Some Atlassian customers who already use Jira tools said they are more likely to consider OpsGenie.
"It's good to have more options," said Kevin Burnett, DevOps lead at Rosetta Stone, a global education software company in Arlington, Va. Rosetta Stone uses PagerDuty, but it will evaluate the Atlassian offerings around Jira for incident response.
But for skeptics such as Zipcar's Rosequist, Atlassian's worrisome track record goes beyond ChatOps. In the past, its cloud services have been unreliable, in Rosequist's view, though Atlassian said an infrastructure move of services such as Statuspage to an AWS back end has resulted in fewer Jira Cloud incidents. Jira Cloud did suffer an outage Sept. 3, according to Atlassian's status page.
"OpsGenie has its [stuff] together when it comes to cloud reliability," Rosequist said. "I admit I haven't looked closely at Atlassian cloud services' reliability in the past year, but I'm still skeptical based on their prior poor behavior."
Atlassian and OpsGenie must quickly unify roadmaps
Andy Rosequistdirector of IT operations, Zipcar
Rosequist said he also sees OpsGenie and Atlassian as different strategically: OpsGenie seems to have been built with IT incident responders in mind, while the Jira features for incident management tend to focus on managers and executives that oversee IT teams, in his view. He also questioned Atlassian's focused on B2C customers like him versus B2B customers.
"Most B2C end users aren't going to status pages unless they're dealing with an ISP [internet service provider]. Most will just go to a different store," he said.
Still, Rosequist said he plans to give Jira Ops a chance as it develops.
"The timeline view they talk about is challenging to do," he said. "If it consolidates information from multiple existing sources, it could be worth looking at.
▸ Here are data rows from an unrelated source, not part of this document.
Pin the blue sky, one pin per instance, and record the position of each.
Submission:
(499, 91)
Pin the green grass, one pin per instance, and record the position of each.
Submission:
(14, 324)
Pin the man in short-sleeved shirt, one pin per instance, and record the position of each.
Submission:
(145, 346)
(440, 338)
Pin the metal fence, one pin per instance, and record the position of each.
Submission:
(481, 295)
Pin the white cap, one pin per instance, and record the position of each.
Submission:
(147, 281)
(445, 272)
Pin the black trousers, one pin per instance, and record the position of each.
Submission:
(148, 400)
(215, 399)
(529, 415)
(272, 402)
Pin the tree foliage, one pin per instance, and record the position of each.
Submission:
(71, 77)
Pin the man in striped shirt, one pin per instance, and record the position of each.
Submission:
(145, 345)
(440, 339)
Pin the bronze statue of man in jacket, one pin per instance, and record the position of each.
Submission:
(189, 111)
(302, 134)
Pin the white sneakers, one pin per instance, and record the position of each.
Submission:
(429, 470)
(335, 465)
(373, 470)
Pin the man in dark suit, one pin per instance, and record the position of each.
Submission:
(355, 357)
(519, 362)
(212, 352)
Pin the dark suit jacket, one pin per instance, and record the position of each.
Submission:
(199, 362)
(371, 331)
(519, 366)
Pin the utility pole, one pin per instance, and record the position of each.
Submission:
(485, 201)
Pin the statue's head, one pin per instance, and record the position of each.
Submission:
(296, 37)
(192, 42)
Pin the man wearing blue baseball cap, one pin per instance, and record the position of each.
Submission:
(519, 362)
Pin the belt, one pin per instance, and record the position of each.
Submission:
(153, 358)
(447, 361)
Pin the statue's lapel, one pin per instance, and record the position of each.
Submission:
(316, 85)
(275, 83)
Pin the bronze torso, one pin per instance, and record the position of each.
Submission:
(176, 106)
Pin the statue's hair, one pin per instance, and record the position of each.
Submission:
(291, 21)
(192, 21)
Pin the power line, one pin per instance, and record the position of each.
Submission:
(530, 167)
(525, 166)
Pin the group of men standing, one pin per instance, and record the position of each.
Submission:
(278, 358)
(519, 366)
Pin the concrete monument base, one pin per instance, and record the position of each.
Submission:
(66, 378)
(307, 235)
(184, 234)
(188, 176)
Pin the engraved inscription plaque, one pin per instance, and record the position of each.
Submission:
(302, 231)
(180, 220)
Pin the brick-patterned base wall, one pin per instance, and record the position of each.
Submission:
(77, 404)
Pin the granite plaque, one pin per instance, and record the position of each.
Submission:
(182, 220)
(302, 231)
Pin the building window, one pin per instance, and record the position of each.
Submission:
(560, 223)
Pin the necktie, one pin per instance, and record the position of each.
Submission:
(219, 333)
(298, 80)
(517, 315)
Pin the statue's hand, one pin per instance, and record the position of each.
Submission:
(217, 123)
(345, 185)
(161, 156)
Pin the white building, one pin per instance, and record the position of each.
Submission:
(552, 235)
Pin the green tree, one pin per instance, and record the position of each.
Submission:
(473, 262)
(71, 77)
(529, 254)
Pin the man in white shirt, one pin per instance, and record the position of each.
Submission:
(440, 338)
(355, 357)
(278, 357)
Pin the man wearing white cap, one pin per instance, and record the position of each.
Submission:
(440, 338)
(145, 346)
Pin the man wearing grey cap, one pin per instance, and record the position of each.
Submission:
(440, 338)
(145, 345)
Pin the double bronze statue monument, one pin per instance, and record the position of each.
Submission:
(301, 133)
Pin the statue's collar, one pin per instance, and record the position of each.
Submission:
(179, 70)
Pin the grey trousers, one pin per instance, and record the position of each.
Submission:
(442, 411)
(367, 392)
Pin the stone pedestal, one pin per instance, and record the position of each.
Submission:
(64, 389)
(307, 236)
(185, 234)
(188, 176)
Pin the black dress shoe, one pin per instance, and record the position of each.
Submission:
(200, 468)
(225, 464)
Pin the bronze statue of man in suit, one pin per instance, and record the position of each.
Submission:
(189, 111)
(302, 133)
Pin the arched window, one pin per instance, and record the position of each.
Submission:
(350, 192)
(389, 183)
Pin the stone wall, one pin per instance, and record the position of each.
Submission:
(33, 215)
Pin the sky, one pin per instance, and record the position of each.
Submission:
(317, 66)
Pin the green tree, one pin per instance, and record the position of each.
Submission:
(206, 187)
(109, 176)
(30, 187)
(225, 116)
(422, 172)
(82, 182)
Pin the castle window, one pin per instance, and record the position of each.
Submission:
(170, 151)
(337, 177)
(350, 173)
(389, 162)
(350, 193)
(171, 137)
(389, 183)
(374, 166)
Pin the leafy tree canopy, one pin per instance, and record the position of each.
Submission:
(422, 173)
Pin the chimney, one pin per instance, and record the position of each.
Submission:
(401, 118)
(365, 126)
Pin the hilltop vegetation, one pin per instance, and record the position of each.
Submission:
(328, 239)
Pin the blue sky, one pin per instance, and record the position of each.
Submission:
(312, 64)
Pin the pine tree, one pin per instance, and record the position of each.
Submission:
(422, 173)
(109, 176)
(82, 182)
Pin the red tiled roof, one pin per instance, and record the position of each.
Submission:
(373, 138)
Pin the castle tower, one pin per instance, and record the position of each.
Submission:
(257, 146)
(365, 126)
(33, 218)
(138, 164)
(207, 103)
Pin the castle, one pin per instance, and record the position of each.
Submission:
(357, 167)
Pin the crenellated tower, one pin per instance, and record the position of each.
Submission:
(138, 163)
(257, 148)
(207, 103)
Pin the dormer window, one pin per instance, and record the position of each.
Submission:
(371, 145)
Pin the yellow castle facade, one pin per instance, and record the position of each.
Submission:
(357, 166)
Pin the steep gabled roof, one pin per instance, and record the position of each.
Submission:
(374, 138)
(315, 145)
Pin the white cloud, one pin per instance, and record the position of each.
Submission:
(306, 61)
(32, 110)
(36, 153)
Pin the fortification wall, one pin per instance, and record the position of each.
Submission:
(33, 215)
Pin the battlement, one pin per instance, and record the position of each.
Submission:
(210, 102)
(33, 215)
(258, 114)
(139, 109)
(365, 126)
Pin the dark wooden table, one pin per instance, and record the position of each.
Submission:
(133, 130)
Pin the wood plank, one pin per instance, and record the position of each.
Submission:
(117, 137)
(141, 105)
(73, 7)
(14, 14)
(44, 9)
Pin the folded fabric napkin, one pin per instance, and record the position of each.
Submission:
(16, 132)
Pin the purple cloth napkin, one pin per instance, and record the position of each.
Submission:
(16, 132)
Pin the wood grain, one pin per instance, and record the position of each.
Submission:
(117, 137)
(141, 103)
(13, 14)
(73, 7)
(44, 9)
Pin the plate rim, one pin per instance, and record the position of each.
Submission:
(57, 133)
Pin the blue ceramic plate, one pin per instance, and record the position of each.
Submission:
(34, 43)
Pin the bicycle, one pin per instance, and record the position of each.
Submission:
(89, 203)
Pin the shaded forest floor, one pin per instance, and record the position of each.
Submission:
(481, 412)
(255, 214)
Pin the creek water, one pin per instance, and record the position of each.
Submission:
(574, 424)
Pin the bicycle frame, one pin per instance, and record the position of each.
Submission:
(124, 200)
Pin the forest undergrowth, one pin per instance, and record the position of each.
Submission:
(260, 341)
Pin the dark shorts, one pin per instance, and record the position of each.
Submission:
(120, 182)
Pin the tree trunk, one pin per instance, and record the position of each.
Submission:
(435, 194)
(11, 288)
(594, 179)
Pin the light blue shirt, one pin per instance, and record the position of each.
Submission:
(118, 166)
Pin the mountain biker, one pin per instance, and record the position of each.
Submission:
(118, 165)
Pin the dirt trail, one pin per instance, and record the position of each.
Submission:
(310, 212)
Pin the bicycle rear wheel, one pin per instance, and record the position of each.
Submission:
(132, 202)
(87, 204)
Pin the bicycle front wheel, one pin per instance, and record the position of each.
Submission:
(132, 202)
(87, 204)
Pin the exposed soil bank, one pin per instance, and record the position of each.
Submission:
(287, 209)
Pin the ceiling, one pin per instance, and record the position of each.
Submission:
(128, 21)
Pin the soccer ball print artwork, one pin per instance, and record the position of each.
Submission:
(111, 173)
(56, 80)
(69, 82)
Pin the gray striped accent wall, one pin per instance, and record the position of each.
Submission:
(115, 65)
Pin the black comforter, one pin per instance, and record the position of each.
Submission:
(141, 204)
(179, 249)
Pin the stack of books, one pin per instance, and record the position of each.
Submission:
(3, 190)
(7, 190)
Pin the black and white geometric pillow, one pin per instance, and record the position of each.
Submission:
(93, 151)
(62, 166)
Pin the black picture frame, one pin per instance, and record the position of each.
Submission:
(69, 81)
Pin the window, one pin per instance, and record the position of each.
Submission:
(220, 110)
Although, if that requires Jira Ops to be the overall incident manager, I'd be less interested."
Forrester's Betz said Atlassian has more integration work ahead to strengthen the Jira Ops-OpsGenie offering, because IT managers don't want to deal with more than two interfaces in critical incident situations.
"You're dealing with the human animal in very stressful situations," Betz said. "There needs to be aggressive consolidation between these tools."
DevOps tools shift focus to incident management frontier
Atlassian shifted its focus to incident response because DevOps has changed that IT discipline, but there are gaps between existing tools. Analysts agreed IT incident response has changed in recent years, and they pointed to Splunk's acquisition of VictorOps as part of this same trend.
"The thing that distinguishes what we call continuous from traditional ticketing systems is collaboration," Betz said. "The problem at scale does need to be seen holistically, and different channels of communication with internal staff, business partners, end users and customers have to be aligned across all channels."
A sense of urgency and speed are also essential to modern IT incident management in a DevOps world. Betz predicted more M&A activity on the horizon for IT tool vendors. PagerDuty and xMatters remain potentially juicy acquisition targets for IT service management vendors, such as ServiceNow, Cherwell or Micro Focus, he said.